As I mentioned before, the algorithm for MPWObjectCache is quite simple: there is a circular buffer of object slots. We try to get pre-allocated objects from this circular buffer if possible. If we find an object in the cache and it is available for reuse, we just return it and have just saved the cost of allocation. Two things can prevent this happy state of affairs: (1) we don't have an object yet or (2) we cannot reuse the object because it is still in use. In both cases we will need to allocate a new object, but in the second case we also remove the old object from the cache position.
    id obj;
    if ( objIndex >= cacheSize ) {
    if ( obj==nil ||  [obj retainCount] > 1 ) {
        if ( obj!=nil ) {
            [obj release];
        obj = [[objClass alloc] init];
    return [[obj retain] autorelease];

This is what a naive implementation looks like. A couple of notes on the code:

  • objects must be reinitialized by the client (and reinitializable in the first place)

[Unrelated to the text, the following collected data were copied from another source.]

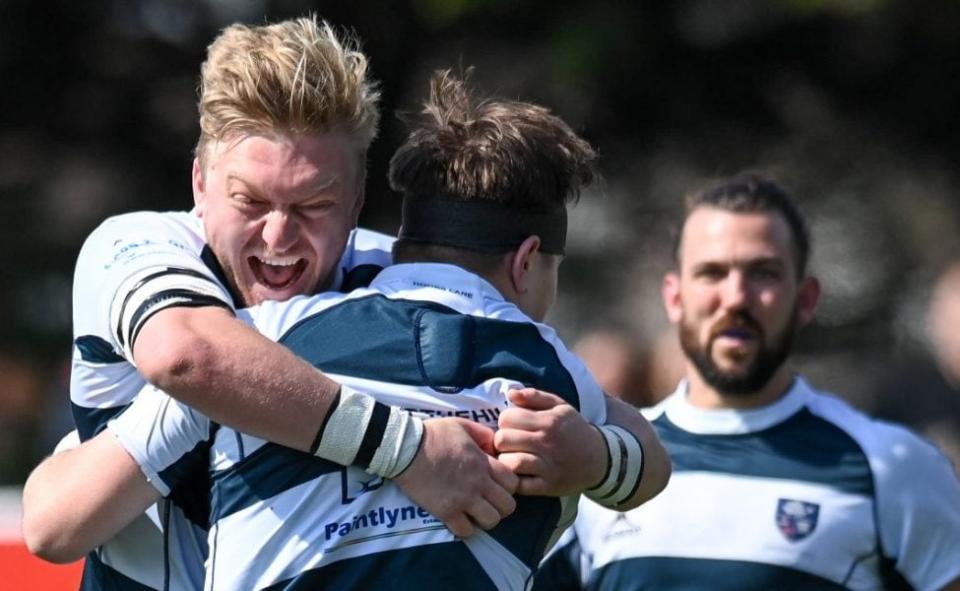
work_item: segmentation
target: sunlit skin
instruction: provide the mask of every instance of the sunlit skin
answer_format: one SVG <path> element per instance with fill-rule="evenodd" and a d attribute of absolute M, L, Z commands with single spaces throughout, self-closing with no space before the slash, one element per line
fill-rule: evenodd
<path fill-rule="evenodd" d="M 528 236 L 516 250 L 503 255 L 500 272 L 487 278 L 507 301 L 543 322 L 557 300 L 557 283 L 563 255 L 540 251 L 540 237 Z"/>
<path fill-rule="evenodd" d="M 363 160 L 341 133 L 243 136 L 193 166 L 207 242 L 245 305 L 326 289 L 363 207 Z"/>
<path fill-rule="evenodd" d="M 557 301 L 557 283 L 563 256 L 535 252 L 530 257 L 529 287 L 522 296 L 520 309 L 537 322 L 543 322 Z"/>
<path fill-rule="evenodd" d="M 683 227 L 679 271 L 663 282 L 670 321 L 724 374 L 745 375 L 757 356 L 782 340 L 791 322 L 813 318 L 820 286 L 798 277 L 789 226 L 779 213 L 695 209 Z M 704 408 L 754 408 L 775 401 L 792 382 L 783 363 L 755 391 L 725 395 L 685 360 L 689 401 Z"/>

  • only one attempt is made to find an object
  • the retain/autorelease will prevent the cache from working unless a fairly tight autorelease pool regime is maintained
  • there are quite a few message sends
  • it's not what is used in production
The effectiveness of the cache obviously depends on your allocation patterns and the size of the object-cache. Larger caches take longer to be filled up before they start wrapping around with the potential for reuse, but smaller sizes can mean that the object will still be in use when we do wrap around. The actual implementation is very similar to the one presented above, except that it does a little more probing and uses IMP-caching for all the messages sent on the critical path. These optimizations ensure that object-caches are no slower than normal allocations even in worst-case situations such as every allocated object being retained. In addition the cache can also be set to not do the retain/autorelease, which is safe when you are pushing objects and have control over the cache:
 // cache is an ivar
 id obj=GETOBJECT(cache);
 // target does not have access to cache
 [target doSomethingWithObject:obj];
 // obj now either has an extra retain or can be reused
This pleasant property is a side effect of the decision to turn the object-cache into an object that can be instantiated and placed in an instance variable, rather than the typical object pools that are implemented as class methods. The class method that maintains such a pool usually has no information about the lifetime of objects, so to be safe such an implementation always has to protect the objects it returns, negating much of the advantage of caching. Similar caveats apply to multi-threading and locking. Those caveats notwithstanding, MPWObjectCache also provides the CACHING_ALLOC macro for creating class-side allocation methods backed by an object cache, which is used in the HOM implementation to reduce the cost of allocating trampolines:
 CACHING_ALLOC( quickTrampoline, 5, YES )
This creates a +quickTramplone method backed by an object cache with 5 entries. The YES flag allows objects to be returned from the cache without the retain/autorelease despite the fact that it isn't one of the safe "push" patterns described above. However, this use is also safe because the trampoline is used only temporarily to catch and forward the message, all of which is code controlled by the implementation. It is no longer needed once any client code implementing the actual HOM is run. So, this is how and why object-caches can make your (temporary) object allocations much, much faster.